Section 408.104 and Rule 126.11 are the relevant statutory and rule provisions applicable. Section 408.104(a) provides, in part, that the Division “may extend the 104-week period described by Section 401.011(30)(B) if the employee has had spinal surgery . . . within 12 weeks before the expiration of the 104-week period.” The hearing officer determined that the claimant is entitled to an extension of his statutory MMI and that determination is supported by the evidence and was not appealed. However, the order extending the statutory period of MMI “shall extend the statutory period for [MMI] to a date certain, based on medical evidence . . . .” Section 408.104(a). In making a determination for an extension of the date of MMI the Division hearing officer shall consider items listed in Rule 126.11(f). The hearing officer failed to extend the date of statutory MMI “to a specific and certain date.” Rule 126.11(a). We remand the case to the hearing officer to determine the extension of statutory MMI to a specific and certain date.
On remand the hearing officer is to determine an extension of the statutory date of MMI to a specific date applying the criteria in Rule 126.11(f). The hearing officer is then to determine whether Dr. E is still qualified and available to be the designated doctor, and if so, ensure that all the medical records, including the records of Dr. RG, are sent to the designated doctor. The designated doctor is to be told of the date to which statutory MMI has been extended. The designated doctor is to render an opinion on the extent of injury, MMI (which cannot be later than the extended date of statutory MMI) and IR based on the entire compensable injury, consistent with the AMA Guides and this decision. The hearing officer may request the designated doctor to give alternate opinions including and excluding depression or anxiety. The hearing officer is to provide the designated doctor’s response to the parties and to allow the parties an opportunity to present evidence and respond.
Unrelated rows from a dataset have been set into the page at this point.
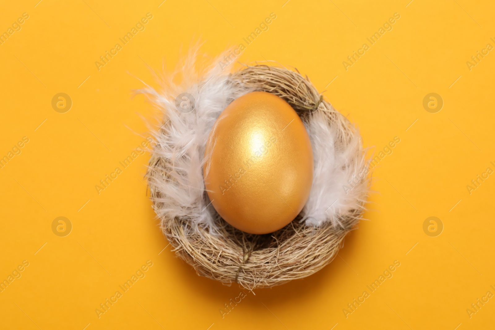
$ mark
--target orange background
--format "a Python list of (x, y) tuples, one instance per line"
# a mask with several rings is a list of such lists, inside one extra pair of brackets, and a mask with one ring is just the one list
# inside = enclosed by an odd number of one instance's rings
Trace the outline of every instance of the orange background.
[[(470, 318), (466, 309), (495, 294), (495, 178), (470, 194), (466, 186), (495, 170), (495, 54), (470, 71), (466, 63), (495, 46), (493, 3), (38, 0), (0, 11), (0, 32), (29, 15), (0, 45), (0, 156), (29, 139), (0, 169), (0, 280), (29, 263), (0, 293), (0, 327), (493, 327), (493, 298)], [(145, 30), (98, 71), (95, 62), (148, 12)], [(99, 194), (95, 186), (154, 122), (152, 106), (132, 97), (138, 79), (156, 86), (150, 68), (173, 68), (181, 47), (200, 38), (202, 51), (215, 56), (272, 12), (269, 29), (238, 59), (276, 60), (307, 74), (376, 152), (395, 137), (400, 142), (375, 169), (369, 221), (334, 262), (306, 279), (246, 292), (222, 319), (219, 310), (241, 290), (198, 277), (167, 247), (143, 179), (149, 154)], [(343, 61), (396, 12), (393, 30), (346, 71)], [(64, 113), (51, 107), (59, 93), (72, 100)], [(423, 106), (430, 93), (444, 102), (436, 113)], [(65, 237), (51, 230), (60, 216), (72, 225)], [(436, 237), (423, 230), (430, 216), (444, 225)], [(95, 310), (148, 260), (146, 277), (99, 318)], [(343, 309), (395, 260), (393, 277), (346, 318)]]

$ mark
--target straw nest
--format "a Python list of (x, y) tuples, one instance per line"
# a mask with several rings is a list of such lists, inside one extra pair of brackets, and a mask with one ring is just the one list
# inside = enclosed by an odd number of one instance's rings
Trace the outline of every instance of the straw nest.
[[(336, 134), (336, 152), (346, 149), (352, 141), (359, 142), (352, 146), (355, 155), (349, 163), (353, 164), (354, 175), (363, 170), (367, 174), (359, 133), (346, 118), (323, 98), (307, 77), (284, 68), (256, 65), (230, 74), (226, 82), (231, 87), (241, 86), (246, 90), (262, 91), (280, 96), (294, 108), (305, 123), (318, 113)], [(199, 88), (205, 83), (199, 84)], [(170, 132), (166, 129), (170, 125), (169, 120), (166, 115), (155, 137)], [(301, 214), (274, 233), (249, 234), (228, 224), (210, 205), (203, 212), (209, 212), (214, 223), (213, 229), (198, 225), (194, 217), (187, 216), (187, 207), (182, 208), (185, 210), (182, 216), (167, 211), (170, 207), (168, 196), (162, 191), (160, 183), (174, 182), (172, 172), (176, 172), (176, 169), (173, 163), (176, 159), (160, 152), (159, 147), (157, 145), (153, 150), (147, 176), (153, 207), (161, 220), (163, 233), (177, 255), (193, 266), (198, 275), (226, 284), (237, 283), (252, 290), (280, 285), (314, 274), (336, 257), (346, 234), (355, 227), (364, 210), (367, 176), (361, 175), (357, 181), (354, 180), (353, 186), (360, 186), (361, 192), (349, 209), (334, 215), (336, 221), (315, 222)], [(180, 186), (177, 189), (180, 189)], [(209, 201), (205, 192), (202, 193), (201, 208)]]

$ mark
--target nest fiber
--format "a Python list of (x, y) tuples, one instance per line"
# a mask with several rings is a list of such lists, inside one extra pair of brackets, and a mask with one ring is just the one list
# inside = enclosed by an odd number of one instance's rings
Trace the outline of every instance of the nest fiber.
[[(212, 65), (197, 69), (187, 58), (163, 90), (143, 92), (163, 113), (147, 174), (153, 207), (176, 253), (198, 275), (244, 287), (271, 287), (309, 276), (335, 257), (355, 228), (368, 193), (368, 168), (360, 136), (307, 77), (271, 64), (235, 72)], [(210, 205), (202, 177), (206, 141), (215, 121), (235, 98), (273, 93), (296, 110), (313, 148), (309, 197), (294, 221), (274, 233), (249, 234), (226, 222)], [(177, 105), (187, 93), (190, 108)], [(192, 98), (192, 99), (190, 99)]]

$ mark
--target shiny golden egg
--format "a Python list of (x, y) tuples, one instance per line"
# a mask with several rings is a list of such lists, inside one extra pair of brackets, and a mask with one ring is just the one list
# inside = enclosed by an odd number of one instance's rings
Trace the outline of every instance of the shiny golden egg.
[(263, 234), (299, 214), (313, 181), (306, 128), (283, 99), (248, 93), (223, 111), (205, 150), (204, 183), (211, 204), (234, 227)]

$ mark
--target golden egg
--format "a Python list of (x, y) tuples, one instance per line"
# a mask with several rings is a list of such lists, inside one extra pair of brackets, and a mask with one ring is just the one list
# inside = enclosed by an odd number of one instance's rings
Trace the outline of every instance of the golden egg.
[(262, 234), (302, 209), (313, 181), (306, 128), (289, 103), (264, 92), (244, 95), (217, 119), (205, 150), (205, 186), (228, 223)]

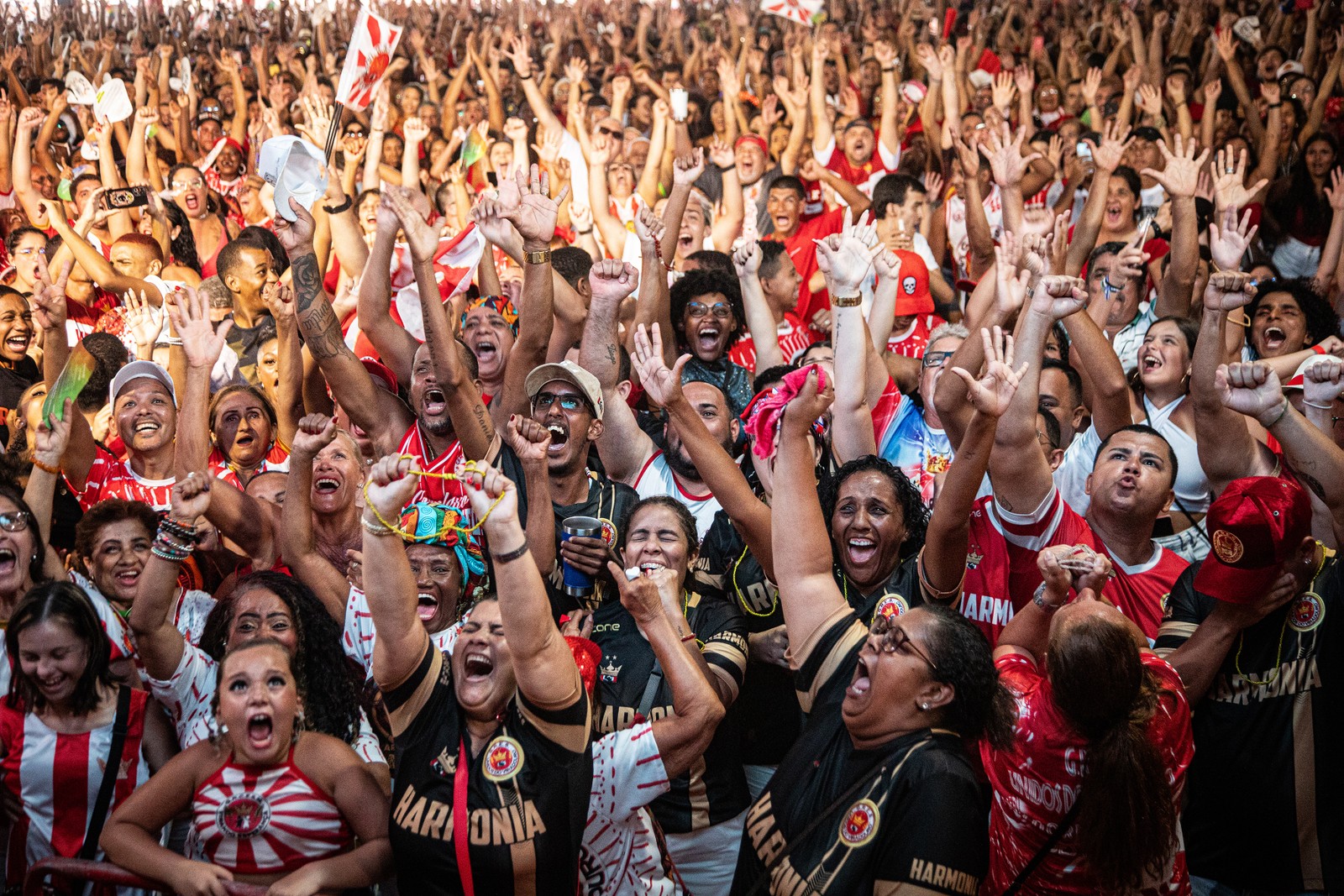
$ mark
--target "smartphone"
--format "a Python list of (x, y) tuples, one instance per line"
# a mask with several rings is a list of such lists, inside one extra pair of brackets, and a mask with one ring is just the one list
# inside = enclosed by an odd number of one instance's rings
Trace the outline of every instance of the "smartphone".
[(149, 204), (148, 187), (120, 187), (102, 195), (103, 208), (136, 208)]

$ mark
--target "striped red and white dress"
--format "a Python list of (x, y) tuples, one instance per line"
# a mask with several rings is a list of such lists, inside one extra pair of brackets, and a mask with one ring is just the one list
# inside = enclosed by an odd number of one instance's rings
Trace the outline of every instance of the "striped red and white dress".
[[(149, 766), (141, 752), (146, 697), (144, 690), (130, 692), (126, 743), (112, 809), (149, 779)], [(85, 832), (89, 830), (108, 764), (112, 727), (109, 721), (82, 735), (62, 735), (36, 715), (0, 700), (0, 742), (5, 748), (0, 770), (4, 772), (4, 787), (19, 798), (24, 810), (23, 818), (9, 830), (7, 887), (22, 885), (28, 866), (39, 860), (51, 856), (73, 858), (83, 849)], [(94, 858), (102, 858), (101, 849)]]
[(343, 853), (355, 836), (332, 798), (289, 758), (270, 767), (226, 762), (192, 801), (206, 860), (235, 875), (276, 875)]

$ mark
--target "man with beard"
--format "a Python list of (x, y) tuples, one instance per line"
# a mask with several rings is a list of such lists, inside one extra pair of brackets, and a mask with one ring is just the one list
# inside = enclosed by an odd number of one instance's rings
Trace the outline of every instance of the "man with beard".
[[(689, 278), (687, 275), (679, 283)], [(617, 322), (621, 301), (638, 286), (638, 273), (632, 265), (606, 259), (593, 266), (589, 282), (593, 285), (593, 302), (583, 328), (579, 364), (602, 384), (606, 415), (597, 438), (602, 465), (607, 476), (632, 486), (641, 498), (667, 494), (685, 504), (695, 517), (698, 535), (703, 539), (714, 523), (714, 514), (719, 512), (719, 501), (695, 469), (675, 423), (669, 420), (664, 424), (667, 451), (660, 451), (653, 439), (640, 429), (634, 411), (617, 391)], [(659, 332), (657, 324), (655, 332)], [(738, 420), (730, 415), (723, 392), (700, 382), (687, 382), (681, 391), (723, 450), (732, 454), (738, 439)]]
[[(321, 269), (312, 242), (314, 222), (308, 210), (290, 200), (296, 220), (277, 218), (276, 234), (289, 254), (304, 343), (349, 423), (359, 427), (380, 454), (411, 454), (427, 473), (457, 473), (466, 457), (487, 455), (495, 429), (485, 416), (480, 391), (469, 388), (468, 371), (474, 357), (453, 339), (448, 313), (438, 298), (433, 261), (438, 234), (425, 222), (425, 210), (415, 206), (415, 197), (425, 203), (423, 196), (407, 196), (398, 188), (388, 188), (387, 195), (392, 193), (398, 200), (396, 214), (402, 218), (403, 227), (411, 222), (407, 230), (413, 232), (407, 232), (407, 242), (425, 320), (426, 343), (415, 349), (411, 363), (410, 408), (391, 392), (379, 388), (355, 352), (345, 345), (340, 321), (323, 289)], [(461, 364), (441, 368), (435, 360), (448, 352), (460, 352)], [(454, 371), (460, 376), (441, 382), (441, 369)], [(407, 414), (407, 410), (413, 414)], [(458, 423), (462, 429), (456, 431), (454, 424)], [(458, 438), (465, 438), (466, 443)], [(448, 504), (457, 509), (468, 506), (466, 494), (457, 480), (418, 477), (414, 500)]]

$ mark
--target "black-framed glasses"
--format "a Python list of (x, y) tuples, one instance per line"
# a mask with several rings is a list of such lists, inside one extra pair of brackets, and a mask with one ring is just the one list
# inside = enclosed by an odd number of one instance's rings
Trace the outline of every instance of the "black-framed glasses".
[(687, 313), (692, 318), (702, 318), (706, 314), (714, 314), (718, 320), (726, 321), (732, 316), (732, 306), (724, 305), (723, 302), (715, 302), (714, 305), (706, 305), (704, 302), (687, 302)]
[(532, 412), (548, 408), (556, 402), (560, 403), (562, 411), (577, 411), (585, 407), (583, 399), (578, 395), (570, 395), (567, 392), (538, 392), (532, 396)]
[(0, 513), (0, 529), (5, 532), (23, 532), (28, 528), (28, 514), (23, 510), (13, 513)]
[(909, 650), (927, 662), (930, 669), (938, 672), (938, 664), (930, 660), (929, 654), (915, 645), (906, 630), (896, 625), (896, 617), (887, 617), (880, 613), (874, 614), (872, 623), (868, 626), (868, 634), (882, 638), (878, 647), (882, 653), (906, 653)]
[(925, 352), (921, 364), (923, 364), (926, 368), (942, 367), (948, 363), (949, 357), (952, 357), (952, 352)]

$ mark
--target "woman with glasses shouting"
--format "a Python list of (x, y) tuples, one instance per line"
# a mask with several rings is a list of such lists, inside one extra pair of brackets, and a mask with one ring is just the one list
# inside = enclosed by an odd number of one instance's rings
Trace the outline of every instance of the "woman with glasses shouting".
[[(953, 465), (973, 467), (966, 478), (978, 482), (996, 411), (1015, 390), (1001, 361), (972, 380), (977, 412)], [(806, 439), (831, 400), (812, 373), (781, 422), (771, 543), (774, 556), (789, 557), (775, 576), (794, 686), (809, 715), (747, 810), (732, 892), (972, 893), (989, 845), (966, 743), (986, 735), (1005, 743), (1012, 701), (988, 642), (956, 610), (911, 592), (914, 609), (894, 602), (868, 627), (845, 602), (816, 551), (827, 527)], [(871, 540), (856, 541), (851, 552), (874, 553)]]

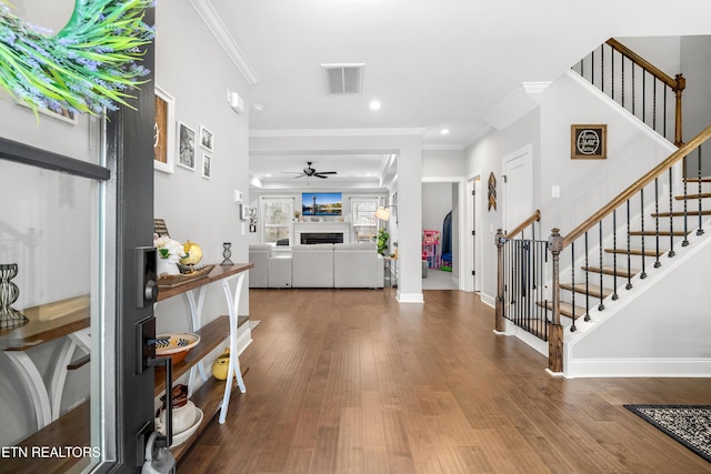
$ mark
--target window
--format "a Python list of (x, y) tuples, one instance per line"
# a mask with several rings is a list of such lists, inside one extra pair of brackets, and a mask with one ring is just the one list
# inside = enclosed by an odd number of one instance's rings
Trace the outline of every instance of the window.
[(375, 222), (378, 198), (351, 198), (351, 220), (356, 242), (374, 242), (378, 233)]
[(278, 243), (291, 240), (293, 199), (262, 198), (263, 242)]

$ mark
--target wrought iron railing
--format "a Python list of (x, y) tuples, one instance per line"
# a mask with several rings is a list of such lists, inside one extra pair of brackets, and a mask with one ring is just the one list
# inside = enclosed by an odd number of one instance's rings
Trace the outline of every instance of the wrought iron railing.
[[(540, 219), (541, 213), (537, 210), (508, 234), (501, 229), (497, 232), (499, 274), (495, 325), (497, 331), (504, 332), (504, 320), (509, 320), (545, 341), (547, 314), (544, 306), (539, 303), (545, 300), (545, 282), (549, 279), (545, 268), (548, 242), (535, 238), (535, 222)], [(530, 236), (527, 238), (527, 233)]]
[(672, 78), (614, 39), (572, 70), (677, 147), (683, 143), (681, 97), (687, 80), (681, 73)]
[[(660, 256), (673, 258), (679, 246), (689, 245), (692, 232), (704, 232), (703, 216), (711, 215), (711, 210), (702, 205), (711, 198), (703, 190), (708, 181), (704, 170), (711, 170), (711, 160), (704, 158), (709, 155), (704, 145), (709, 147), (710, 138), (711, 125), (567, 235), (553, 229), (549, 239), (553, 262), (551, 371), (562, 371), (561, 315), (571, 320), (570, 331), (574, 332), (579, 317), (590, 320), (593, 309), (603, 311), (607, 297), (619, 299), (622, 289), (632, 289), (635, 276), (644, 279), (651, 268), (662, 265)], [(685, 173), (681, 165), (687, 168)], [(694, 178), (690, 178), (692, 169)], [(561, 268), (570, 283), (560, 283)], [(561, 300), (561, 290), (570, 292), (565, 301)], [(560, 334), (560, 341), (553, 334)]]

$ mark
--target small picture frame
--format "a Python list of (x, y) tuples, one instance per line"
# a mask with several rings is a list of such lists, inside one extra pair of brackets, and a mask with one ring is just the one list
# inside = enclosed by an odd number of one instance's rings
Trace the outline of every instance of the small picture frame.
[(250, 209), (249, 205), (240, 204), (240, 220), (249, 221)]
[(153, 169), (172, 173), (176, 163), (176, 99), (156, 85)]
[[(31, 109), (29, 104), (27, 104), (26, 102), (22, 101), (18, 101), (17, 102), (18, 105), (22, 105), (27, 109)], [(71, 123), (72, 125), (76, 125), (77, 123), (79, 123), (79, 120), (77, 118), (77, 112), (72, 112), (69, 109), (60, 109), (58, 111), (54, 110), (50, 110), (50, 109), (43, 109), (41, 107), (37, 108), (37, 111), (43, 115), (47, 117), (51, 117), (52, 119), (57, 119), (60, 120), (62, 122), (67, 122), (67, 123)]]
[(608, 125), (570, 125), (570, 158), (572, 160), (605, 160), (608, 158)]
[(212, 178), (212, 157), (202, 153), (202, 178), (209, 180)]
[(214, 134), (202, 125), (200, 125), (200, 147), (208, 151), (214, 150)]
[(182, 122), (178, 122), (178, 164), (196, 170), (196, 131)]

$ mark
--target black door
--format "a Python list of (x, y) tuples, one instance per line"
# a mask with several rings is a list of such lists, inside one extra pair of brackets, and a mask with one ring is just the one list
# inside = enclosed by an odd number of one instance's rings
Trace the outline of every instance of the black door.
[[(152, 44), (143, 65), (153, 69)], [(108, 120), (0, 111), (0, 289), (10, 294), (0, 314), (2, 470), (136, 472), (142, 463), (154, 385), (141, 364), (153, 317), (141, 297), (141, 249), (153, 235), (146, 79), (136, 110)]]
The hearing officer then is to make determinations regarding the extent of injury, MMI and IR. If Dr. E is no longer qualified or available to serve as the designated doctor then another designated doctor is to be appointed pursuant to Rule 126.7(h) to determine the extent of injury and the claimant’s MMI and IR.
Pending resolution of the remand, a final decision has not been made in this case. However, since reversal and remand necessitate the issuance of a new decision and order by the hearing officer, a party who wishes to appeal from such new decision must file a request for review not later than 15 days after the date on which such new decision is received from the Division, pursuant to Section 410.202 which was amended June 17, 2001, to exclude Saturdays and Sundays and holidays listed in Section 662.003 of the Texas Government Code in the computation of the 15-day appeal and response periods. See APD 060721, decided June 12, 2006.
The true corporate name of the insurance carrier is AMERICAN HOME ASSURANCE COMPANY and the name and address of its registered agent for service of process is
CORPORATION SERVICE COMPANY
701 BRAZOS STREET, SUITE 1050
AUSTIN, TEXAS 78701-3232.
Thomas A. Knapp
Veronica L. Ruberto
Margaret L. Turner
We note that lumbar surgery was on October 29, 2008.